【講義概要】
テレビや新聞などでしばしば倒産のニュースが報じられるが、その際「破産」、「民事再生」といった法律用語が使われる。倒産は債務者が経済的に破綻したことをいうが、その場合、多数存在する利害関係人との間を包括的に処理することが必要になる。そのための制度が倒産処理手続と呼ばれるものであり、破産や民事再生はその代表的なものである。倒産処理手続を規律する法律は倒産法又は倒産処理法と名付けられているが、それは破産法、民事再生法といった個別の法律の総称であり、倒産法という個別の法律が存在するわけではない。現在、倒産法は重要な法分野となっている。この講義はこの倒産法を対象とするが、時間的な制約のため、最も古い歴史を持ち、しかも倒産処理手続全体の中核的な存在でもある破産手続を主に取り上げ、その手続の基礎を解説する。
【学習到達目標】
・社会において倒産状態がどのように処理されるかを知る。
・倒産処理手続としてどのようなものがあり、それぞれどのような特色があるかを理解する。

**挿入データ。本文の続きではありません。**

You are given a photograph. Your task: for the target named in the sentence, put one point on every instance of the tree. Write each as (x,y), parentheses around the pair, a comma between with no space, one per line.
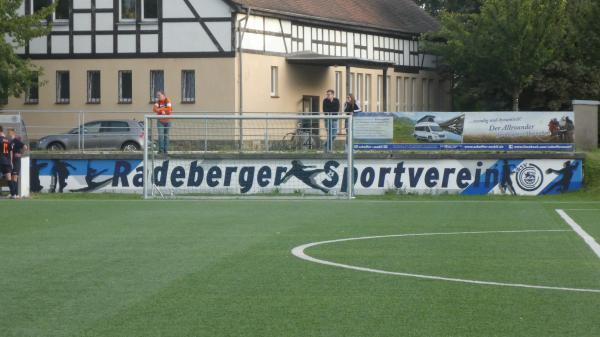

・倒産処理手続のうち最も歴史が古く、重要性も高い破産手続を例に、それがどのように処理されているか、その概要を理解する。
・破産手続の中で、債務者がどのように取扱われているか、債権者などの利害関係人及びその権利がどのように処遇されているかを知る。
・以上を通して、社会人として倒産という事態に適切に対処するために必要な基礎的専門知識を身に付ける。
【履修上の注意】
この講義では資料等は用いない。ただし、単元ごとにウェブでまとめのレジュメを配信するので、各自ダウンロードして利用されたい。
当然のことながら、毎回、六法は忘れずに持参されたい。
受講者数等にもよるが、講義にあたっては出席をとることを予定している。その場合でも、出欠で合否を決定したり、出席したことだけで加点したりすることはないので注意されたい。そもそも手続法は、その性質上、出席を怠るとその後の授業内容の理解が著しく困難になるので、その意味でも授業には欠かさず出席するように心掛けられたい。
【事前準備学習】
授業前に教科書等の該当部分を自習したうえで授業を受けることが望ましいが、これから倒産法を学んでいく諸君には困難が多いと思われる。従って、予習は必須ではない。しかし、授業終了後、教科書や参考書又はウェブで配信されたレジュメを利用して、授業内容を確認し理解していくという作業は可能であり、有効であると考えられる。是非励行されたい。
テレビや新聞で報道される倒産に関する記事に日頃から注意し、関心を持つようにすることも有用である。
【教材】
※指定図書は担当教員が、学生が必読すべきものとして指定する図書のことです。
図書は図書館に置いてあり、1週間借りることができます。(一部貸出不可の図書もあります。)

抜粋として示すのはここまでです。